There was cautious optimism about the remake of the Japanese manga classic Death Note. Despite some deriding Netflix for joining in the white-washing trend of rebooting something from another culture, Adam Wingard had brought a talented cast together for the installment.
Yet the reviews for the 2017 horror tale have been anything other than convincing. Failing to deliver a unique take on the source material or examine the morality about playing God, this feature already appears resigned to the back catalogue.
Dafoe Saves a Film Lacking Substance
Julia Alexander at Polygon did not care for the picture one bit. It suffered from all the cliches most in this genre suffer from.

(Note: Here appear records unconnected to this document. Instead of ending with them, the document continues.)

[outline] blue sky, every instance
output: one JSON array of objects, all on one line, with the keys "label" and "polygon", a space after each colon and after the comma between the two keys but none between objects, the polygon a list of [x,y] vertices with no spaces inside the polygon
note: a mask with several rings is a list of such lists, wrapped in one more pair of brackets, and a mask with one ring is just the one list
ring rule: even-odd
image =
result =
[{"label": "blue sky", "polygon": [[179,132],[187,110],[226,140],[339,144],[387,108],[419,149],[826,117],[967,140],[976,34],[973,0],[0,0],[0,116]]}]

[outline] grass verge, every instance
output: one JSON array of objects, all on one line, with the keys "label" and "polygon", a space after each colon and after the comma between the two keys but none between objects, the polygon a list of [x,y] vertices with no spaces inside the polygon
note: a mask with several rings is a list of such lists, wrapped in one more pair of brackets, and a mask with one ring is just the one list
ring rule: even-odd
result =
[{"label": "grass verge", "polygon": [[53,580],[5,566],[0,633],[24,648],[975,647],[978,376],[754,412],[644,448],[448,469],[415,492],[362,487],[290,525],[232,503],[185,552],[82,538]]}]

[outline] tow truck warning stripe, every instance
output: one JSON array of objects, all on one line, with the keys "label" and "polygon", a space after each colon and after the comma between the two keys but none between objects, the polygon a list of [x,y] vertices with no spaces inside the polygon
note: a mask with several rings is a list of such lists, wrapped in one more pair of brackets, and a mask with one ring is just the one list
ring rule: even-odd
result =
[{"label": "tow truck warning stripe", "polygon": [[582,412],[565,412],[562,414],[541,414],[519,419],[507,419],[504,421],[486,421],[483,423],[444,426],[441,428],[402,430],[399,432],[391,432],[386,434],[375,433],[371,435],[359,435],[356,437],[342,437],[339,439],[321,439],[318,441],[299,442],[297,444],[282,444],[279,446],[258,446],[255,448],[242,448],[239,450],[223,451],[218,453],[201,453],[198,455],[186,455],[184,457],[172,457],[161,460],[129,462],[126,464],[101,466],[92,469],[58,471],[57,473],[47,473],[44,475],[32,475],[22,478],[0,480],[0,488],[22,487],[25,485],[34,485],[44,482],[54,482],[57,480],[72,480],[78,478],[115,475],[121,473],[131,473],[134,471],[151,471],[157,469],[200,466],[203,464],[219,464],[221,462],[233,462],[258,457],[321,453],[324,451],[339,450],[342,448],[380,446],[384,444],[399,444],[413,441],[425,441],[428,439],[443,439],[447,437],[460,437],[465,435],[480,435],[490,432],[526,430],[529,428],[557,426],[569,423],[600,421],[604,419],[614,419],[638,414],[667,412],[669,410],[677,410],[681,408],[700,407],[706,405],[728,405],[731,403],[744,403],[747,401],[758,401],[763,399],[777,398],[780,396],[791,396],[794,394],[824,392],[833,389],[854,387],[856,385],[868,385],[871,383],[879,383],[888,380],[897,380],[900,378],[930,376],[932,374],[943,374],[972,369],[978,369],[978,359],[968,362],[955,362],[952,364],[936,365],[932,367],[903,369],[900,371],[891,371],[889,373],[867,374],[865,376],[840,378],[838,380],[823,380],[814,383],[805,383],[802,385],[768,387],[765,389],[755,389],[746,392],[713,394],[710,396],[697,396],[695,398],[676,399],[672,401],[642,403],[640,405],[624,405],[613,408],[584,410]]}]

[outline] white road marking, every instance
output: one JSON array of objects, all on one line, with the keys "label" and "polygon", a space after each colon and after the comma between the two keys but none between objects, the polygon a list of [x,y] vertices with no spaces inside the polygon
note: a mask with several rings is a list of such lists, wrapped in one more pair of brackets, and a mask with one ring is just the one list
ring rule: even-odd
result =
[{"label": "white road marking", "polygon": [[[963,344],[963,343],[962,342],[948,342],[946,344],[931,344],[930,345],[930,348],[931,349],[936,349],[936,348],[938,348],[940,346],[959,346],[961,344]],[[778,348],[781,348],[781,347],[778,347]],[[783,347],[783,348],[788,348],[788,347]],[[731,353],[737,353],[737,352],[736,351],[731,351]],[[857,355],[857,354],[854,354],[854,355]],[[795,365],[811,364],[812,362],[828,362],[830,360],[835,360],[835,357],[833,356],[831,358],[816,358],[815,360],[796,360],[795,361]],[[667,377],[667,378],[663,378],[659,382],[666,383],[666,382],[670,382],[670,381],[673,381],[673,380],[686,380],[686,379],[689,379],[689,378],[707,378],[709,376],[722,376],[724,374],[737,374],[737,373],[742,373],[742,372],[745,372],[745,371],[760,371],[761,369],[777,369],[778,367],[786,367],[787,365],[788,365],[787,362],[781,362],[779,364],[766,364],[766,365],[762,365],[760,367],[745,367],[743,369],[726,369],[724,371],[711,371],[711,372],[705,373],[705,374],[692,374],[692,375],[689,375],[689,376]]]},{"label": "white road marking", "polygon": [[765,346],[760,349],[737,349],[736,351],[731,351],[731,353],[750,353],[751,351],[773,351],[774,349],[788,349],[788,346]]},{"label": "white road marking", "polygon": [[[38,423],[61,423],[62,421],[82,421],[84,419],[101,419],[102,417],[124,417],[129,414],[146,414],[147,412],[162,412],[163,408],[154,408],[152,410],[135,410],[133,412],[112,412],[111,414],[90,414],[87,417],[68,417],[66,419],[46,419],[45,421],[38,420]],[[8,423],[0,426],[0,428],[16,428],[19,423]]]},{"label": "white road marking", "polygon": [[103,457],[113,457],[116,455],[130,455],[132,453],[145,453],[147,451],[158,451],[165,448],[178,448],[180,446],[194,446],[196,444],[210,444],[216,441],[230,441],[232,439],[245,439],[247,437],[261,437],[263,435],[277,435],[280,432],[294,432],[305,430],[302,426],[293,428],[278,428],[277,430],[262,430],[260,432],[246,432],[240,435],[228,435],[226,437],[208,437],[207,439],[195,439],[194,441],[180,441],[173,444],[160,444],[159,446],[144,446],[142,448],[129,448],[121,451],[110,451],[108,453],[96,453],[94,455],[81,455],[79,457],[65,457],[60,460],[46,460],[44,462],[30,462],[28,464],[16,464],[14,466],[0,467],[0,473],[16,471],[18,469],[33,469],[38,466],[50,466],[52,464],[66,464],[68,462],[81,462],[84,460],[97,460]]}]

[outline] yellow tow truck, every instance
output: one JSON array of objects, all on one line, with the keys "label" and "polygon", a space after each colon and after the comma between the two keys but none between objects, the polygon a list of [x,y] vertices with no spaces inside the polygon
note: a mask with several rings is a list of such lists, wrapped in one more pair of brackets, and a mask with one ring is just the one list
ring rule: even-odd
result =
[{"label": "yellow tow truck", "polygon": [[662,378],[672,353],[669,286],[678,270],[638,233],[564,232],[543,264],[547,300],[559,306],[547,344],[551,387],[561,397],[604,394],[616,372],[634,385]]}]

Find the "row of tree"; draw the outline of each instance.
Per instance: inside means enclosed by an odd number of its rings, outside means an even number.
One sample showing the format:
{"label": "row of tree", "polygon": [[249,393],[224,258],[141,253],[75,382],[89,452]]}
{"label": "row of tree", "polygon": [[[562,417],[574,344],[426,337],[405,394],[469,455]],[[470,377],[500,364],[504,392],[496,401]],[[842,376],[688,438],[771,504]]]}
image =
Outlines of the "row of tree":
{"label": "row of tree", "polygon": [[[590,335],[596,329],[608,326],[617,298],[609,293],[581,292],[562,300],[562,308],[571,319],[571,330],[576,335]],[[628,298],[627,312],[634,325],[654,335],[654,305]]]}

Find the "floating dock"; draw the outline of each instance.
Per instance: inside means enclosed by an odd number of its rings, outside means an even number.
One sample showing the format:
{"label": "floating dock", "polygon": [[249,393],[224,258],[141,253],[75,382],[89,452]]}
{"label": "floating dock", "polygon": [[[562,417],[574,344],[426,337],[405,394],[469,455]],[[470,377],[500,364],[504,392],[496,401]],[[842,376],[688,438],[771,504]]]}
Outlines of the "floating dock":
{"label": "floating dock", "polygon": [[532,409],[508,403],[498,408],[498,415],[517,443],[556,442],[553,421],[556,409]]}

"Death Note is a lazy, unambitious, forgettable movie that lacks any imagination, heart or entertaining values," she argues. "(It) ignores its characters, choosing to put its emphasis on the physical horrors associated with the notebook-that-kills instead of the psychological drama that develops around it... Death Note is turned into a run-of-the-mill American horror flick, and not a good one. It would be one thing if Death Note managed to accomplish its goal of taking another idea and morphed that into an interesting, aesthetic-driven horror, but that’s not what Death Note does."
IGN's Blair Marnell saw this as a flawed attempt by Adam Wingard, having been disappointed in a horror filmmaker who had previous credits with You're Next and V/H/S. If there is one redeeming feature, it would be the introduction of Willem Dafoe as the movie's central antagonist.
"Death Note adds more teenage melodrama and condenses the story of the original manga in a way that isn’t always satisfying to watch. While the leads falter, the supporting cast steps up in a big way to keep their parts in the movie grounded and entertaining. Willem Dafoe’s Ryuk was an absolutely inspired piece of casting, and he easily carried his scenes. If there is a sequel, bringing him back as Ryuk is a must."
Premise is Spot On, The Execution On the Other Hand ...
Eric Walkuski believes this was a missed opportunity at JoBlo, with the screenwriters opting for the thriller genre than delving deep into the moral question at the heart of the premise.
"There is definitely something lost in translation in bringing Death Note to life as an English language film for the first time," he writes. "It’s not a terrible film by any means, but it’s frequently an awkward one. It is clearly ambitious, with enough spirit from the cast and crew to make it look as if there’s something meaningful brewing underneath the surface gloss, but it keeps tripping over its own feet thanks to a storyline that appears to keep changing the rules as it goes along. Furthermore, it glosses over the most interesting part of its premise – would you play God if you could? – in favor of a fairly ho-hum cat-and-mouse thriller angle."
Finally for David Ehrlich, he cannot fathom why Netflix would progress with an American remake of a Japanese classic, all the while overlooking any of the cultural changes that would have made the film relevant to that setting. That left a flat feeling for his IndieWire critique.
"The only reason to take such a uniquely Japanese story and transplant it to Seattle is to explore how its thorny moral questions might inspire different answers in an American context, so for this retread to all but reduce America to its whiteness indicates an absence of context more than anything else. It’s the most glaring symptom of a film that utterly fails to investigate its premise and wastes a handful of goofy performances and a gluttonous degree of hyper-violence in the service of a total dead end. Why go through all the trouble of setting Death Note in America if you’re not going to set it in the real one?"
Death Note is available to Netflix subscribers as of August 25.